There are two solutions, one is to run the local memory at the same speed as the external memory and just treat it like you would any other DIMM. This solves the fragmented memory map issues but your wasting the potential of having such fast local memory. Especially when you consider that by the time you get 4GB of memory on a Intel chip, the system will have 32-64GB of main memory installed. The other solution involves turning the fast local memory into a fast cache, similar to the older cache sticks from the early 90's. In this case the faster memory can be used to hold frequently accessed data and serves as a buffer between the CPU and system memory.
In either case, 4GB looks big ~now~ but by the time you see this you'll have 32~64GB memory made from the same stuff in your computer. You'll also have a slower / lower power CPU then you would of otherwise due to the increased thermal insulation. That is the trade off you pay for.

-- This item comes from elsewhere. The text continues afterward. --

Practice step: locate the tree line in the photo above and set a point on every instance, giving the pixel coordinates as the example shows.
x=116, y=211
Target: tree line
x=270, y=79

Here is a picture of what it looks like
http://blog.stericsson.com/wp-content/uploads/2011/12/WideIO.png
You have a package material with a CPU on top of it. On top of the CPU a heat spreader is plated for thermal interface with the cooling solution. When a 3D memory stack is implemented it's put on top of that chip and is between the CPU and it's thermal plate. Silicon has worse thermal transfer properties then metal, in the context of this design the memory stack is acting as a thermal insulator between the CPU and it's thermal plate. Not only that, but all 100% of the heat generated from the CPU must
pass through the 3D memory stack which in turn heats up the memory stack before being dissipated by the thermal transfer plate. This means whatever thermal envelop you had for the CPU just shrank as not only must you deal with the increased heat lead of the memory stack but also the decreased thermal transfer efficiency. This will manifest itself as lower clock speeds.